China lauds Iran goodwill in settling nuclear issue
Chinese State Councilor Yang Jiechi has praised Iran's goodwill and constructive approach and continued cooperation towards the settlement of the dispute over Tehran's nuclear energy program, PressTV reported.
He also stressed the need for the peaceful settlement of the issue, expressing his country's opposition to sanctions against Iran.
The top Chinese official made the remarks during a meeting with Iran's Deputy Foreign Minister Morteza Sarmadi in Beijing on Saturday.
Yang said that it was China's policy to maintain high-level friendly relations with Iran.
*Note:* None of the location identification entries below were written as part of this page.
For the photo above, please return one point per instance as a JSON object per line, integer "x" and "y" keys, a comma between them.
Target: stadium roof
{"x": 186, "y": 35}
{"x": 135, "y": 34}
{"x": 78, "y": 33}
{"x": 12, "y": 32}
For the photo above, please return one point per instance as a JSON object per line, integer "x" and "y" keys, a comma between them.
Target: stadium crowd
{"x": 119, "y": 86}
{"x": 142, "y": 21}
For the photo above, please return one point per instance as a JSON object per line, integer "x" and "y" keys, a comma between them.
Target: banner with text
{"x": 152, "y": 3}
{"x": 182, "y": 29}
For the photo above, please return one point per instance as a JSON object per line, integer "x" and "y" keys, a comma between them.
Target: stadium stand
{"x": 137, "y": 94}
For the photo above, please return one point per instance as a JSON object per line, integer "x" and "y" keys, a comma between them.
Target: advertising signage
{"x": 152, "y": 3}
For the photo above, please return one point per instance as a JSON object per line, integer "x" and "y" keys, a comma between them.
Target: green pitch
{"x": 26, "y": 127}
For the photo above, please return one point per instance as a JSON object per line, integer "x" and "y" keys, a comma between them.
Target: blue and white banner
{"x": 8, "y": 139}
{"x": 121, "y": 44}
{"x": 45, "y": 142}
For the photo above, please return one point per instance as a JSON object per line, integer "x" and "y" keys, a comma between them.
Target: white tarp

The visiting Iranian official, for his part, stressed Iran's interactive approach with world countries and expressed hope that the fresh round of nuclear talks between Iran and the six world powers would be held in a cooperative and win-win atmosphere in order to find a solution to settle problems.
He also said that Iran pursued a policy of consolidating high-level relations with China, adding that it was a foreign policy priority for Iran to cooperate with China to help peace in Asia and the world.
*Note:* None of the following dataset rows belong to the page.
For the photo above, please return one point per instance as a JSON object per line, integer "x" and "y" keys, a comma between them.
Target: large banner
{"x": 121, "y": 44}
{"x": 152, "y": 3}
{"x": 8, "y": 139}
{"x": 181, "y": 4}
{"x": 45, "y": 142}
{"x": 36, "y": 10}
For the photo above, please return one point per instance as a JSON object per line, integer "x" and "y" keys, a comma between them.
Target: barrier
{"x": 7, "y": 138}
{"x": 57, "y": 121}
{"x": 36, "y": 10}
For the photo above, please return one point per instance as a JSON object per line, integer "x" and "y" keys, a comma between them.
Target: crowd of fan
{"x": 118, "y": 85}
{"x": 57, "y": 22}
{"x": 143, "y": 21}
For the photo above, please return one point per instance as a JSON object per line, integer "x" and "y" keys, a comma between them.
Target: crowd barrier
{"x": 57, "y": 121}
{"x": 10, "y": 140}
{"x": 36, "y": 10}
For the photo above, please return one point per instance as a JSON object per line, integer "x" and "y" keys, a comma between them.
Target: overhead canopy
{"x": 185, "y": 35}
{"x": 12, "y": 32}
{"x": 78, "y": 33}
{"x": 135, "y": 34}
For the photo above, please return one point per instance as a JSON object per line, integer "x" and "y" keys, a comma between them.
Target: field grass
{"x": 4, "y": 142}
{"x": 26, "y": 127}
Sarmadi also held a separate meeting with his Chinese counterpart Zhang Yesui, during which the two officials welcomed the new climate ahead of upcoming nuclear talks between Iran and the opposite side. They also discussed Tehran-Beijing cooperation.
The Iranian official's visit to China comes ahead of the upcoming talks between Iran and the five permanent members of the UN Security Council plus Germany on Tehran's nuclear energy program.
The two sides have agreed to meet in the Swiss city of Geneva on October 15 and 16 for a fresh round of talks. Tehran says it is ready for "serious" and "purposeful" negotiations over its nuclear energy program and has called on the other side to show seriousness in talks.
Iran also says that it is ready to allay Western concerns over its nuclear energy program in a "win-win manner," but it also expects the other party to lift its illegal sanctions against the Iranian nation.
The United States, Israel and some of their allies suspect Iran of pursuing non-civilian objectives in its nuclear energy program.
Iran categorically rejects the allegation, arguing that as a committed signatory to the Non-Proliferation Treaty (NPT) and a member of the International Atomic Energy Agency (IAEA), it has the right to use nuclear technology for peaceful purposes.